The curtain goes up to reveal all 14 dancers posed on the ramped stage. They slowly, almost imperceptibly, begin to move down toward the audience, an apt prelude for the rest of the show, where the bulk of the action takes place at a glacial pace — moving about as fast as a water stain grows on a wall — despite the occasional leap, shoulder-somersault or windmilling of arms.
Thirteen dancers glide off and Su I-ping (蘇依屏) is left alone for a solo — just as she is at the end of the show — slowly undulating her upper body, while her legs stay grounded, moving in just a small area on the sharply raked floor. She is so entrancing that when the first projections of inky “stains” appear on the ramp near her, they are so subtle, and grow so slowly, that you don’t even notice them until she stands still for a split-second. She completes a 360° turn and then sinks down into the classic Cloud Gate uber-low plie, with most of her body below knee level so she looks like an “m.”
Only then does a second woman, Yang I-chen (楊儀君), appear on the upper right of the stage. They begin a duet — in the sense that the two dancers share the same space at the same time. This motif was repeated throughout the show; while there were occasional pairings or triplets or quartets, rarely did the dancers dance in unison and there were no real “star turns.”
Most of the action in Water Stains on the Wall is spiral-based, firmly grounded in the tai chi-martial art vocabulary that Lin has developed into an art form all its own, redefining what dance can be and just how foldable human beings can be.
Lin said he liked the music of Japanese composer Toshio Hosokawa chose for this piece because it had “lots of space.” It did; it also had minimal sounds.
The projections ranged from wispy vapors to dark patches that crawled down from the top, until the speed of the images picked up and they began to whip from left to right. At one point the stains shot up the ramp, rippling as fast as a whirlpool, while five women on the ramp appeared as if they were floating on the top of clouds. It was the most visually arresting segment of the night.

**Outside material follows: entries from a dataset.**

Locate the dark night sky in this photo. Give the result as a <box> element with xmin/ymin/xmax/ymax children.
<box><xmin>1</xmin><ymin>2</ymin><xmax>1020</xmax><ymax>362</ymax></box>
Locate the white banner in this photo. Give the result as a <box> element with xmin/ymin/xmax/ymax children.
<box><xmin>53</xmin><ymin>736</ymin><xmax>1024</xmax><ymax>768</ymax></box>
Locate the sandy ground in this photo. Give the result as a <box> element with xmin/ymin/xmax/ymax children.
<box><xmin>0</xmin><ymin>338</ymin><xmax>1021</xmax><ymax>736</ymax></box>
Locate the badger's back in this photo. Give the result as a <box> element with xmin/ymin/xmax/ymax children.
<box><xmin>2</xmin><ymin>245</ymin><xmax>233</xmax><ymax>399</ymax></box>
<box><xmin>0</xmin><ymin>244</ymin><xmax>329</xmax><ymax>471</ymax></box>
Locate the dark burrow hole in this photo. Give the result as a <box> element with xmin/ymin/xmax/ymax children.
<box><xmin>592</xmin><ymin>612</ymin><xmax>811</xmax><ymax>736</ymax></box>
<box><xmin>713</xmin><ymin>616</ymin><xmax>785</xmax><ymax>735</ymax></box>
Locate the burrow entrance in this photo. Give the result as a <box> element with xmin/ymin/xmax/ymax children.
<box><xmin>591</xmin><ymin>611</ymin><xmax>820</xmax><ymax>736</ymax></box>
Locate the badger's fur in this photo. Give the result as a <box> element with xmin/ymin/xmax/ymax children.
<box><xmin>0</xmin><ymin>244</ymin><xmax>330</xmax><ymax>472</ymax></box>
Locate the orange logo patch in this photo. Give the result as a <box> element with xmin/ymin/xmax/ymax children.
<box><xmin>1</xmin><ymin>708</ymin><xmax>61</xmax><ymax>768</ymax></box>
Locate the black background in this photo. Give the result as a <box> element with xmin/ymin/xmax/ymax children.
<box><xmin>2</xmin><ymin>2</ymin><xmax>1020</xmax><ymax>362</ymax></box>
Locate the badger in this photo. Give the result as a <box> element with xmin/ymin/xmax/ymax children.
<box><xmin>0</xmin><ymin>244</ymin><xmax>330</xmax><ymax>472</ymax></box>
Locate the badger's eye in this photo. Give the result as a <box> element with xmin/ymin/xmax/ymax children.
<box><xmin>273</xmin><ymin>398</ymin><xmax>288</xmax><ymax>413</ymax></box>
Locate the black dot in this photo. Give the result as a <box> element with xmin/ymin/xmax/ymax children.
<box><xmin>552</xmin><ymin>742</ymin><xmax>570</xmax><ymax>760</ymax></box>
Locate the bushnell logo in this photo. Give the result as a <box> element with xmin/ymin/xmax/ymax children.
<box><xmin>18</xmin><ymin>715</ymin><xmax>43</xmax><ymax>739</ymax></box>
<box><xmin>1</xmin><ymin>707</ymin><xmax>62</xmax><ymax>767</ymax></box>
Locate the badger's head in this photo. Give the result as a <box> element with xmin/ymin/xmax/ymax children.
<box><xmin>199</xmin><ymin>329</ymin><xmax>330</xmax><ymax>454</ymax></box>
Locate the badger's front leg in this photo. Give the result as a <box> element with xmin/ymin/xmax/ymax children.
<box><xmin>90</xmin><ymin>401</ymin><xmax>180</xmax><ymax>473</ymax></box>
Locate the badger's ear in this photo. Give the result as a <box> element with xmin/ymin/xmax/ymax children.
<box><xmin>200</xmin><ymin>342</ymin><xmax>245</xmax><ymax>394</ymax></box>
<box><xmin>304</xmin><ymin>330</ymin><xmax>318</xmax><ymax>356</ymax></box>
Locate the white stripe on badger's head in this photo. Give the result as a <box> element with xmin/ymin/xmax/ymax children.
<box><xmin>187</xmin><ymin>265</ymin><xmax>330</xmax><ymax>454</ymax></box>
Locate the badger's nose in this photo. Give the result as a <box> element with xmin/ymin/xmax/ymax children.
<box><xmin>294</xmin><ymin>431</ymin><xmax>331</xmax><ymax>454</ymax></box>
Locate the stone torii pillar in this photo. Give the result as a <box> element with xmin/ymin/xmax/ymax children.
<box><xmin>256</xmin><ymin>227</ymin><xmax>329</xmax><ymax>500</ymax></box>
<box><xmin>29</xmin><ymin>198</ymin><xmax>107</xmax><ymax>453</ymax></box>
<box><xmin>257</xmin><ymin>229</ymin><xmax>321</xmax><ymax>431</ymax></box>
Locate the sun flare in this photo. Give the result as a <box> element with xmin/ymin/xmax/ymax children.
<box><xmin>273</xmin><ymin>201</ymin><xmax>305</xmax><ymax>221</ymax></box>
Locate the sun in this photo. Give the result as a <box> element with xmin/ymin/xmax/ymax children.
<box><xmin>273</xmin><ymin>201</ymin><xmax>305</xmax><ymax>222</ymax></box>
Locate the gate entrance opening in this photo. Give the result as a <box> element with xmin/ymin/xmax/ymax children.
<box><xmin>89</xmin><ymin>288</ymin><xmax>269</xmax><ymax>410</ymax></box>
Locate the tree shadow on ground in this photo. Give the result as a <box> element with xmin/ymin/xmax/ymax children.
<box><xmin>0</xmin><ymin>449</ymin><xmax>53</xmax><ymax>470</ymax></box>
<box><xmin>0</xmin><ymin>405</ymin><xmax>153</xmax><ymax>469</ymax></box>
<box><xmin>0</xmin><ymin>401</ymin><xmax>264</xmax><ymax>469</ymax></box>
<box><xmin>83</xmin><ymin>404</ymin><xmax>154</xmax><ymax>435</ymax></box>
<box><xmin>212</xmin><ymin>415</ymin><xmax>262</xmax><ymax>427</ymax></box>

I liked Water Stains, but I don’t think it will be everyone’s cup of tea. You have to be willing to sit and contemplate in silence; every cough or rustle in the audience echoes. There is nothing to distract you — no lush music like the Bach cello concertos for Moon Water (水月), no slowly developing ink scrolls as in Wild Cursive (狂草), none of Wind Shadow’s (風影) explosions. The man to my left on Friday was reduced to trying to read the program in the limited light. Still, Water Stains is a testament to Lin’s creativity and willingness to bare all. Purists should like it — and its “Eastern flavor” should make it a hit with European festival audiences.